= Gravy (entertainer) =

Antiguan entertainer

Gravy (born Labon Kenneth Blackburn Leeweltine Buckonon Benjamin; in 1955), is a former entertainer, famous throughout the cricket world, for 12 years of voluntary entertaining of the crowd through a variety of antics at the Antigua Recreation Ground in St John's, Antigua.

==Performances==
For 12 years from 1988, Gravy entertained the crowd with a variety of costumes and performances in (and sometimes above) the crowd at the stadium: "Gravy is a performer. He cross-dresses and dances and writhes and swings from the rafters and puts on a show that you will not ever forget."

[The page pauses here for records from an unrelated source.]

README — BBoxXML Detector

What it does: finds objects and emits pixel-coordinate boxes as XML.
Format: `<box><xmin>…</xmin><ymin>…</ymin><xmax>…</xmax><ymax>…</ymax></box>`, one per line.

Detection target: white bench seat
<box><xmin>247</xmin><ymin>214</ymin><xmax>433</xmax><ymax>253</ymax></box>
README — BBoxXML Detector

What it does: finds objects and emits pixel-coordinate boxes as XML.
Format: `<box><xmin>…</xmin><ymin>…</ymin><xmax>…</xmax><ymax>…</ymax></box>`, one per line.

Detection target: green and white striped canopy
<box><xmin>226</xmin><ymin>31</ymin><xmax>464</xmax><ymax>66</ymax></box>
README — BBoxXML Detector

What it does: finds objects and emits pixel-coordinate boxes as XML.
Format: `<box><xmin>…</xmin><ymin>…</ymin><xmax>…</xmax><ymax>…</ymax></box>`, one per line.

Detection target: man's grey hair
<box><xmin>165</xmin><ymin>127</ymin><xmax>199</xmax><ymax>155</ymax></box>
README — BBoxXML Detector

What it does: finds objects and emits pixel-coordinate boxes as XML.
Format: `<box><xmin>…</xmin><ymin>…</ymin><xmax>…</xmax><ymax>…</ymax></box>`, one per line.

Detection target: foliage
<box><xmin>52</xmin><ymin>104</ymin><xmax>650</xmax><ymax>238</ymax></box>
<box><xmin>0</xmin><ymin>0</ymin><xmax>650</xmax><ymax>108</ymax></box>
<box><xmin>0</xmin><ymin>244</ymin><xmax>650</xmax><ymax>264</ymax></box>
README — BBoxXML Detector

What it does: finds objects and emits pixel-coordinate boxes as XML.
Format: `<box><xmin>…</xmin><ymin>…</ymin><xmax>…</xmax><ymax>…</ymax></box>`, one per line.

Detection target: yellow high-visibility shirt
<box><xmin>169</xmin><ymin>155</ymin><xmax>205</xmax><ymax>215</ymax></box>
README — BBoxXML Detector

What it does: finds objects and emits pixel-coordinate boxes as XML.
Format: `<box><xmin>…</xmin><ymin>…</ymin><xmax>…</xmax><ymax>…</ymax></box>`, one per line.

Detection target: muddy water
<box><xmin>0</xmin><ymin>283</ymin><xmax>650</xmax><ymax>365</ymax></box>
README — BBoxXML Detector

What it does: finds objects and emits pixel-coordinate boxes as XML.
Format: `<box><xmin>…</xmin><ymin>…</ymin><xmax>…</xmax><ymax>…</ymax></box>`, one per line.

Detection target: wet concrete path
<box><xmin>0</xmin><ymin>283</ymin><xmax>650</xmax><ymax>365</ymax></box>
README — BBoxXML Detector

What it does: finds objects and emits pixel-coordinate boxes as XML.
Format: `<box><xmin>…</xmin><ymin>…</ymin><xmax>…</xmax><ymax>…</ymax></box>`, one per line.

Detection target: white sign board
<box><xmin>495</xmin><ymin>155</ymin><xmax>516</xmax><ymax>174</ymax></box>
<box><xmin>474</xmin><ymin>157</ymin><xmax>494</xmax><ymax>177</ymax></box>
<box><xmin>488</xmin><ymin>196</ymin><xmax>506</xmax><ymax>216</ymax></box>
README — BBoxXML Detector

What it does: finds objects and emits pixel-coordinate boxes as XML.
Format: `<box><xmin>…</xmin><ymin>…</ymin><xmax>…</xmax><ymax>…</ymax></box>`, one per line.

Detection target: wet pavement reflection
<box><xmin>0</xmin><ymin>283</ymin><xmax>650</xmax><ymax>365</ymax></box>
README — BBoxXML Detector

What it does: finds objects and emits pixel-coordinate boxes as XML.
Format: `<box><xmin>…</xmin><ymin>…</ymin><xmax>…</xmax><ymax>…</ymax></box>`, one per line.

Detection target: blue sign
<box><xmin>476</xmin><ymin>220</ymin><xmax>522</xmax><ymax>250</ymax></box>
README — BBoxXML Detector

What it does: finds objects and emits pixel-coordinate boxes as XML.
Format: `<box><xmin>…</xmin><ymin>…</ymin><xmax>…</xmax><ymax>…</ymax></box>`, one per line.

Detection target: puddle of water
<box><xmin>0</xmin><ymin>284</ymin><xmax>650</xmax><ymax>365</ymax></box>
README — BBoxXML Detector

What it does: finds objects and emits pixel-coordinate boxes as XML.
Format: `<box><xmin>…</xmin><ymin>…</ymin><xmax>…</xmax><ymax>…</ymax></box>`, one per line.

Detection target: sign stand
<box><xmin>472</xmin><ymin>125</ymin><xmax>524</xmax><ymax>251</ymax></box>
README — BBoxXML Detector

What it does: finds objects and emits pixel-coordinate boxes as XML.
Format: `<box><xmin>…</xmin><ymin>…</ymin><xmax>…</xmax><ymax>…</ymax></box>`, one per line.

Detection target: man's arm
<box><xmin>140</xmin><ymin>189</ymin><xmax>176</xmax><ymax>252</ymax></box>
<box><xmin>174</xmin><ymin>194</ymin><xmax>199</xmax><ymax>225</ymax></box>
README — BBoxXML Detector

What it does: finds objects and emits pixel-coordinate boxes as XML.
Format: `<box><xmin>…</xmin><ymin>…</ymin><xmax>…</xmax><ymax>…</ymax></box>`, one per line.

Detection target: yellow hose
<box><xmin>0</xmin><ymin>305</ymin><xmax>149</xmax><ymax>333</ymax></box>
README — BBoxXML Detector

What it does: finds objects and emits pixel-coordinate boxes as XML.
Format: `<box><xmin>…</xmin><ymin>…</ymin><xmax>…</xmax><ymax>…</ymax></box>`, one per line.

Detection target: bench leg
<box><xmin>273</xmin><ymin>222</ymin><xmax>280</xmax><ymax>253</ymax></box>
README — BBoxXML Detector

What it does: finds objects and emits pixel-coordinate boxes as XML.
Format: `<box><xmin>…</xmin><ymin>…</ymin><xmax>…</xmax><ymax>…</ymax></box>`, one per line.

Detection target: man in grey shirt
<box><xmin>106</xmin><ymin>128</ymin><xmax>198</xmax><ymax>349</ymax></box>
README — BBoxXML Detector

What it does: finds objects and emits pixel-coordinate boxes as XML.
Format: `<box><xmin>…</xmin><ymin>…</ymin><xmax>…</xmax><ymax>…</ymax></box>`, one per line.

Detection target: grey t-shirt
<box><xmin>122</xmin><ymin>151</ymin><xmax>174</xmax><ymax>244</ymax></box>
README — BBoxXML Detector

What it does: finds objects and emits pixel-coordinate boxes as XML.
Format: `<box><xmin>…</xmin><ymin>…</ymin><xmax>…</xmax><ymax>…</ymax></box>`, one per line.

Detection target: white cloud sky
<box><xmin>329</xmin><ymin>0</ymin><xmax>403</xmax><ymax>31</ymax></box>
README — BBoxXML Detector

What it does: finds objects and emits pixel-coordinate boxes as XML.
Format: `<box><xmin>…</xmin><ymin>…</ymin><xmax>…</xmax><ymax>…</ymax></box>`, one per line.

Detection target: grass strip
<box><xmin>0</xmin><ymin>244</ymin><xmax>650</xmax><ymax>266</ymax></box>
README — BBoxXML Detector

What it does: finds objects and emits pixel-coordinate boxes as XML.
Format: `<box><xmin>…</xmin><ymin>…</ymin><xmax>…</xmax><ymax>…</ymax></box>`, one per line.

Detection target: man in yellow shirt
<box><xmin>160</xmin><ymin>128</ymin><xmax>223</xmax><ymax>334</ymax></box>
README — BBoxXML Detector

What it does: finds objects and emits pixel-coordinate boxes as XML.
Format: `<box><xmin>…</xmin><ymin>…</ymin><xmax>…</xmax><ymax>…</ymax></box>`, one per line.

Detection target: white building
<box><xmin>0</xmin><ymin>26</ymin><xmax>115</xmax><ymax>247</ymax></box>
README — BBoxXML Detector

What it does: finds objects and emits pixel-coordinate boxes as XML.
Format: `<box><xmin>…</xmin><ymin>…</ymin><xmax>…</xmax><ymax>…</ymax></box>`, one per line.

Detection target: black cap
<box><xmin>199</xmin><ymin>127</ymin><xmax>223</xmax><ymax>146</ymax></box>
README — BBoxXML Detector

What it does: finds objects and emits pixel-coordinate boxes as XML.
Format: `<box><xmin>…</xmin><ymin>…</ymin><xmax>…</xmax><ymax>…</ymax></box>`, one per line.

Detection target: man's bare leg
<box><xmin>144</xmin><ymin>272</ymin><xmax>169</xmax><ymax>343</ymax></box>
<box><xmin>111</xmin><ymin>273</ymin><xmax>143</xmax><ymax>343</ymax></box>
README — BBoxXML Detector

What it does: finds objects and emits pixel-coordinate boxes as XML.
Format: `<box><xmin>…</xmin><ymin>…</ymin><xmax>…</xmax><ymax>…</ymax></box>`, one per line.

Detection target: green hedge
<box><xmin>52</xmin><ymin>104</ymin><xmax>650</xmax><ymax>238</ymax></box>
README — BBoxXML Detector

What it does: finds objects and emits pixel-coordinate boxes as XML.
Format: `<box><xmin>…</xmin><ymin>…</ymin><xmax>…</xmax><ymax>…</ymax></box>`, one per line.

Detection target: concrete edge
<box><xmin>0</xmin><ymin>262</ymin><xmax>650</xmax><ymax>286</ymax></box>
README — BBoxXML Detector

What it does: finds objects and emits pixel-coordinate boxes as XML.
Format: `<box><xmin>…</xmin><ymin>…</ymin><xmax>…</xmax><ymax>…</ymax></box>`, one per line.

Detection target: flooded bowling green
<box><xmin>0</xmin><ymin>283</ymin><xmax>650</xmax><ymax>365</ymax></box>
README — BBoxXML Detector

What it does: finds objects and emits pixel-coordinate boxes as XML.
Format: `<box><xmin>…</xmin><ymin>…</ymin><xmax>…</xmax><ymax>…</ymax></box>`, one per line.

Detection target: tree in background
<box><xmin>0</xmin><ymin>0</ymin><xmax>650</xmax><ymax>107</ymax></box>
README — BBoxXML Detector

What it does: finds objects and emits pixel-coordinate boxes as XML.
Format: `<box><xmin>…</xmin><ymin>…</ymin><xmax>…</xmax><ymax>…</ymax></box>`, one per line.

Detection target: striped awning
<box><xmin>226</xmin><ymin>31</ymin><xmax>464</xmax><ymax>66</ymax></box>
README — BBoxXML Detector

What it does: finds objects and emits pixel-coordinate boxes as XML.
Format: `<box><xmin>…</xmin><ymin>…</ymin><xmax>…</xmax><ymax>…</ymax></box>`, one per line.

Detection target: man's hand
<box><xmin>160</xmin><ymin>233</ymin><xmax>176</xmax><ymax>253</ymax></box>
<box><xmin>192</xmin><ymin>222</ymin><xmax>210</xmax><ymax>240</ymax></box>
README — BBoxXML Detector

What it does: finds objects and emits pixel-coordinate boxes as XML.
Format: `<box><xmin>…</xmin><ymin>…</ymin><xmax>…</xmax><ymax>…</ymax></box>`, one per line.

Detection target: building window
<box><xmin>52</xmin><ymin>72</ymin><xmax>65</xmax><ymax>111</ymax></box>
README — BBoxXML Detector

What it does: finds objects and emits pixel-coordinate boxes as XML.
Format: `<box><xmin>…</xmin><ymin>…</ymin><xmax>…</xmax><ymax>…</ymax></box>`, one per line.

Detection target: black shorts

His act began by chance: "It started to rain during the presentation ceremony, and the podium was left open. "Something told me, Gravy, this is your time. I went down on the podium, in the rain, and started dancing. Everybody was excited about it. They loved it."" He was unpaid for his activities. When he retired in 2000, he did so while wearing a white wedding dress. Since retirement, he runs a hardware stall in St John's.

==Shooting incident==
In February 2004, Gravy was shot in the arm. He was driving home at 2 a.m. when, in his own words "a car overtook me and rang out four shots at me, and then I felt a burning on my arm". Gravy believes it was a case of mistaken identity, and has stated "I thought they took me for the wrong person. I don't know anybody who could point a finger at me".